The surge in cases has prompted urgent calls for coordinated regional responses and increased investment in public health infrastructure.
Speaking during the agency’s weekly media webinar on Thursday, Director-General of the Africa CDC, Dr. Jean Kaseya, said the continent now accounts for 60 per cent of global cholera cases and a staggering 93.5 per cent of cholera-related deaths, as of May.
He noted that children remain disproportionately affected, representing nearly half of all reported cholera cases and more than one-third of the deaths.
Simultaneously, mpox (formerly monkeypox) is spreading at an alarming rate. According to Kaseya, Sierra Leone, the Democratic Republic of Congo (DRC), Uganda, and Burundi accounted for 94 per cent of confirmed mpox cases reported during epidemiological week 21, with Sierra Leone alone contributing 53 per cent.
“We are not only seeing more widespread transmission but also major gaps in surveillance, vaccination coverage, and access to basic water and sanitation services. These are exacerbating both cholera and mpox outbreaks,” he said.
The latest situation report identified Angola, South Sudan, the DRC, and Sudan as the four worst-hit countries, collectively responsible for 85 per cent of cholera cases and 92 per cent of deaths on the continent. In some rural areas, open defecation rates reach as high as 73 per cent, with children again bearing the brunt.

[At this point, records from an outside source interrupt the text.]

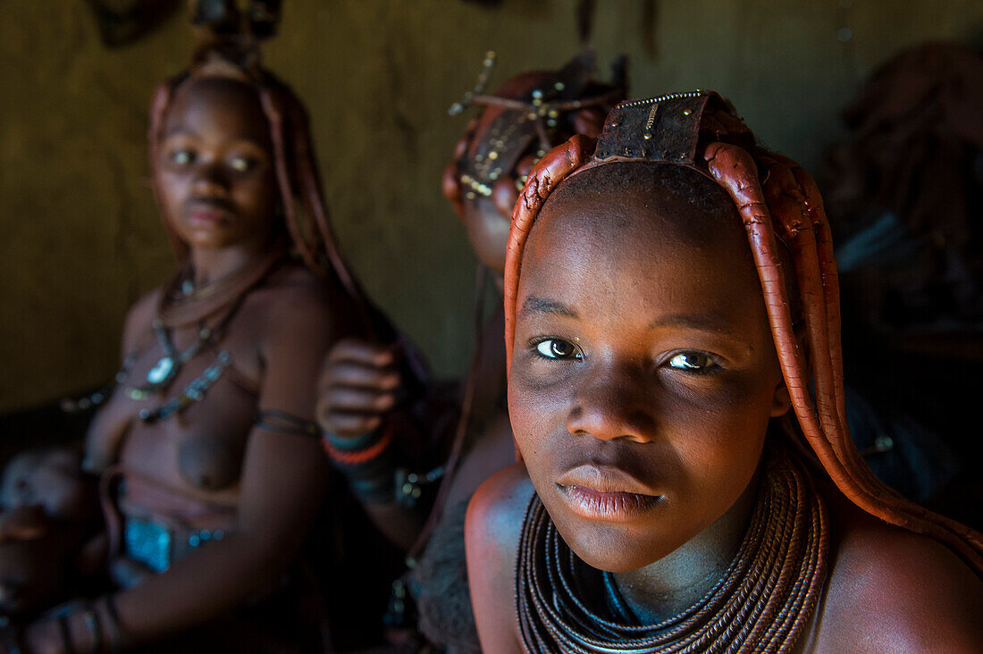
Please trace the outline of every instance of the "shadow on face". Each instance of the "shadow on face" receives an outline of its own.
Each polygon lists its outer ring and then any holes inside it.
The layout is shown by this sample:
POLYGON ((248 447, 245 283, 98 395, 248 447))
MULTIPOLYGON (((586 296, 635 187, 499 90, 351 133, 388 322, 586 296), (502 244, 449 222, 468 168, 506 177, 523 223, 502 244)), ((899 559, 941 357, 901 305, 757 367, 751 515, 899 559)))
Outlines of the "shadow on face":
POLYGON ((269 124, 255 89, 221 78, 174 94, 157 163, 161 201, 192 247, 261 249, 278 202, 269 124))
POLYGON ((568 179, 530 234, 518 303, 509 413, 571 549, 627 571, 724 515, 788 402, 723 190, 645 163, 568 179))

Kaseya urged affected countries to establish Presidential Task Forces to coordinate multi-sectoral responses. He also recommended emergency interventions in water and sanitation, robust disease surveillance, and sustained funding for vaccines.
He warned that mpox, once considered a localized zoonotic disease, is now spreading to new regions, including Ethiopia, Malawi, and Togo. Ethiopia, for instance, recently recorded its first confirmed mpox-related death—an infant—as of May 31.
In the DRC, limited testing coverage—just 27 per cent—continues to obscure the true scale of the mpox outbreak. Sierra Leone has already reported over 3,100 confirmed cases in 2024, with some districts recording positivity rates of up to 93 per cent, suggesting significant underreporting.
Despite vaccine distribution efforts, critical shortages remain. While over 726,000 mpox vaccine doses have been administered, Africa needs 43 million doses of oral cholera vaccine annually, far exceeding the 26 million doses received in 2024.
To close this gap, new vaccine manufacturing facilities are being developed in South Africa, Ghana, and Zambia, although they are not expected to be fully operational until 2027.
“These emergencies will not wait for us to catch up,” Kaseya said. “We need decisive political commitment, financial investment, and a united continental response to protect the health of our people.”
Mpox is a viral infection transmitted from animals to humans and also through close human contact. It typically causes fever, rashes, and body aches, and though often mild, it can be severe in vulnerable individuals.
Cholera, on the other hand, is a highly contagious bacterial disease caused by Vibrio cholerae, transmitted through contaminated food or water. It leads to severe diarrhoea and dehydration, and can be fatal if untreated—especially in regions lacking clean water and proper sanitation.